On September 23-24, 2009, a session of the U.S.-EU Intellectual Property Rights (IPR) Working Group was held in Washington, D.C. The meeting was co-chaired for the United States by the U.S. Trade Representative's Office and the U.S. Department of Commerce, and for the European Union by the European Commission's Directorate General (DG) for Trade.
The session commenced on September 23, with a briefing for transatlantic stakeholders hosted by the U.S. Chamber of Commerce's Global Intellectual Property Center. At the briefing, officials from both sides of the Atlantic reported about ongoing cooperative efforts to strengthen IPR protection globally through support for U.S. and European small- and medium-sized enterprises (SMEs), joint Customs activities to address concerns related to the growing problem of trade in counterfeit and pirated goods, and capacity-building efforts in third countries.
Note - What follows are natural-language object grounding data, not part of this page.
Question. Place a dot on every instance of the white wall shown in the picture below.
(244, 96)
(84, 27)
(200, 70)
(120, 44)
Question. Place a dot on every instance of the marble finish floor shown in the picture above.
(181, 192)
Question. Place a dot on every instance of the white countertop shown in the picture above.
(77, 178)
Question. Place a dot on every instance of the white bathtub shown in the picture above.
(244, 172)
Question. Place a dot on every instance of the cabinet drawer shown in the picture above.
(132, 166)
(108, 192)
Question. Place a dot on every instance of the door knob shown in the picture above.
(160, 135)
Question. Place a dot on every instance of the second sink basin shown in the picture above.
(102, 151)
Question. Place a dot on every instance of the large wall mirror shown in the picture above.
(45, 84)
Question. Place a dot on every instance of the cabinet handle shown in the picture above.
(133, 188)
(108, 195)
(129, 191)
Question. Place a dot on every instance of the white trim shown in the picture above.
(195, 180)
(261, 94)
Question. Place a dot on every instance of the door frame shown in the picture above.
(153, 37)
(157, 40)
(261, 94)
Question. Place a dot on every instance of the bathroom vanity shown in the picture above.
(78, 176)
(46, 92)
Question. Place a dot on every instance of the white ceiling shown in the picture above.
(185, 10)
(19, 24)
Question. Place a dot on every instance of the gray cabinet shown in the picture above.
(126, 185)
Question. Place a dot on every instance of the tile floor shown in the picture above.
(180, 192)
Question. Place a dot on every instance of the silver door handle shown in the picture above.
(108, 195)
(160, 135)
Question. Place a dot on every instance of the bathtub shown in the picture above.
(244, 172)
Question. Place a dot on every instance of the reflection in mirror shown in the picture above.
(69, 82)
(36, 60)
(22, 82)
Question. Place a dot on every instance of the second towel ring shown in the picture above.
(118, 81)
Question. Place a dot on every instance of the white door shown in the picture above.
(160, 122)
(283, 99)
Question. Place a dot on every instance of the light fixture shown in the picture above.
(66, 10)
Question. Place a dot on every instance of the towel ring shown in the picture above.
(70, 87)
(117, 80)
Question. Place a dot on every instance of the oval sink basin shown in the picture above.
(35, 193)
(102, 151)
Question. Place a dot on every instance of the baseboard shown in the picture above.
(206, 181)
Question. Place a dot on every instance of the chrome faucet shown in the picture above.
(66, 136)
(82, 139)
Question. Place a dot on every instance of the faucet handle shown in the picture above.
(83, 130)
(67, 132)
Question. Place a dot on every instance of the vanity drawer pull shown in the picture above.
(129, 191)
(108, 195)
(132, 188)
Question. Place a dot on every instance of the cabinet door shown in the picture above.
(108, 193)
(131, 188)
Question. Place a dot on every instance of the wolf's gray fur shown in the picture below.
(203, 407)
Officials reviewed the current status of a number of ongoing multilateral discussions currently underway within the Organization for Economic Cooperation and Development, United Nations, and other international bodies. Both U.S. and European Union (EU) officials also reaffirmed a commitment to the Anti-Counterfeiting Trade Agreement (ACTA) negotiations. They also pledged to fairly represent the interests of the various constituency groups who are following the negotiations with interest and to keep them informed as the negotiations progress.
Representatives of DG Enterprise and the Department of Commerce spoke on support for SMEs, particularly the web-based IPR resources that both have developed. DG Enterprise presented a catalogue of on-line IPR tools for SMEs, which can be found under "Online Tools" at its SME Portal and can be accessed at ec.europa.eu/enterprise/sme/. The Department of Commerce noted that an on-line SME IPR training module is now available on the U.S. government IPR portal StopFakes.gov and that the two portals will soon include a link to each other.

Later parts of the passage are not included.